The connection, she was convinced, was clear. Sinet returned home. She found her father waiting for her in the company of another man who seemed as old as he was. Sinet had no choice but to marry the 58-year-old man. A few weeks later, she gave birth to a baby girl at a local health centre.

However, Sinet’s second birth would not be as uneventful as her first. When she settled into her marriage, she was forbidden from engaging in any meaningful work, which meant she could not earn any income or afford to sneak off to a local health centre for the delivery.

She was fully dependent on her husband, not just for her basic needs, but for her sense of identity and purpose in the community.

This is why she had no choice but to give in to the demands of her husband and the local midwife.

Sinet is still living under her husband’s roof — she figured she might as well stay since the worst was over. Since she could not save herself, she made it her mission to speak and fight for girls who will be confronted by the ritual in her own community. Her firstborn daughter, now seven, is fast approaching the date when she will have to face the cut.

That is why Sinet has been taking up odd jobs here and there to gain some financial independence and possibly save enough money to safeguard her daughter’s future when the critical time comes.

According to a 2016 baseline study by the “Yes I Do” Alliance (Yida) on child marriage in Kajiado County, many underage girls continue to “opt into” FGM not simply because they are forced into it, but because they long for acceptance and a meaningful existence in their own families and communities.

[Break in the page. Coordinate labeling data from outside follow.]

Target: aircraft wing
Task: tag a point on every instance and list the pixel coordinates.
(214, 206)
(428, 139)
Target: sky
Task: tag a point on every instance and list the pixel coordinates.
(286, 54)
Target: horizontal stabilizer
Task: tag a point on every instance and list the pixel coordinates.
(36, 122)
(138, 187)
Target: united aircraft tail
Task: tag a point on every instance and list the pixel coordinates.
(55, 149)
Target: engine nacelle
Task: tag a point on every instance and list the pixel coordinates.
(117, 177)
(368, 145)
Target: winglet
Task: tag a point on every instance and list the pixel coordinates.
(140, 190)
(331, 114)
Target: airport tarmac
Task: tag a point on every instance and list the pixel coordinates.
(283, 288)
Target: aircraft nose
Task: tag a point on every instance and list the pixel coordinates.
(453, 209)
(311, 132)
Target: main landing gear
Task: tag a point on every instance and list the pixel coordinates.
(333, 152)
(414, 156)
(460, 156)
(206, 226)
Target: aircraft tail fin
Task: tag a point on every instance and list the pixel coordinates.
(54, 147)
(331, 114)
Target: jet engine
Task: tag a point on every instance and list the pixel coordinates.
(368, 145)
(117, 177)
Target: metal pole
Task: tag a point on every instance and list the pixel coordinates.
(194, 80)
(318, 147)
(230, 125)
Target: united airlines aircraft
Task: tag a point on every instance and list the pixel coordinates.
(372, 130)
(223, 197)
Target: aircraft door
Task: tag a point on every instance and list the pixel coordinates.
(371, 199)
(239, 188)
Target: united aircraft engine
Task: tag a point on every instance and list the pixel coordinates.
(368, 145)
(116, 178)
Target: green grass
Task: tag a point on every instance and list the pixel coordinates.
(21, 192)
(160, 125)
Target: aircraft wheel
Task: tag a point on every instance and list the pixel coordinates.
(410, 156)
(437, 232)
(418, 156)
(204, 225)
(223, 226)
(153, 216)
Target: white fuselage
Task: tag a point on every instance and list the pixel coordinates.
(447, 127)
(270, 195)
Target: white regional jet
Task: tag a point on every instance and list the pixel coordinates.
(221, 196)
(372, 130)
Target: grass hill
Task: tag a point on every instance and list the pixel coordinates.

The “Yes I Do” Alliance, consisting of Plan International, the Network for Adolescent and Youth of Africa (Naya), Ujamaa Africa, the Centre for the Study of Adolescence Kenya, and Amref, has extensively investigated the interlinkages between child marriage, female genital mutilation/cutting and teenage pregnancy in Kajiado County.

In each study, the sense of meaning, purpose and belonging in the cultural practices and traditions emerges as the most compelling reason why the practice persists despite gains in legislation against FGM and education on the health risks associated with the practice.

Dominic Kimitta, an anti-FGM programme officer with Naya in Kajiado County acknowledges that the stigma that girls who avoid FGM face in their own families and communities is the greatest obstacle he faces in his work.

“Ending FGM is not as simple as eliminating the physical cut. The practice is embedded in a deep-rooted culture in which members of a community find their worth, value and dignity. This means that when a girl avoids the cut in a culture where women are already seen as inferior to men, that girl is regarded as worse than even the other women.”

This paradox, argues Kimitta, is why many women give in to the practice even when they know about its harmful health effects.

“They understand that those who are here to save them today will leave and they will be left in the same community to face the stigma of defying their tradition. They will be shunned and ostracised.”

These are not problems that are easily addressed by banning the practice through force of law.

This is also why President Kenyatta’s recent vow to end FGM by 2022 is easier said than done.

Education has played a key role in breaking these bonds of retrogressive cultural practices.

Sinet, who is now an anti-FGM advocate in her community, has seen this shift in her own life and in that of other women from the community who are now in profitable careers.

“When girls, whether they are cut or not, go through school and pursue profitable careers, they are able to return to their communities and help their families out of poverty,” she observes.

“They are no longer chained to dependence on the men in that society. Suddenly they are seen as champions, heroes rather than victims. Such women are better placed and can speak with more authority than any girl who was simply saved from the cut but left to fend their way in a community that shuns and shames her.”

“This is why the fight against FGM is one that will not be won in the next five years or even in this lifetime. It will take generations because that’s how long it takes to change a culture,” a cautiously optimistic Kimitta notes.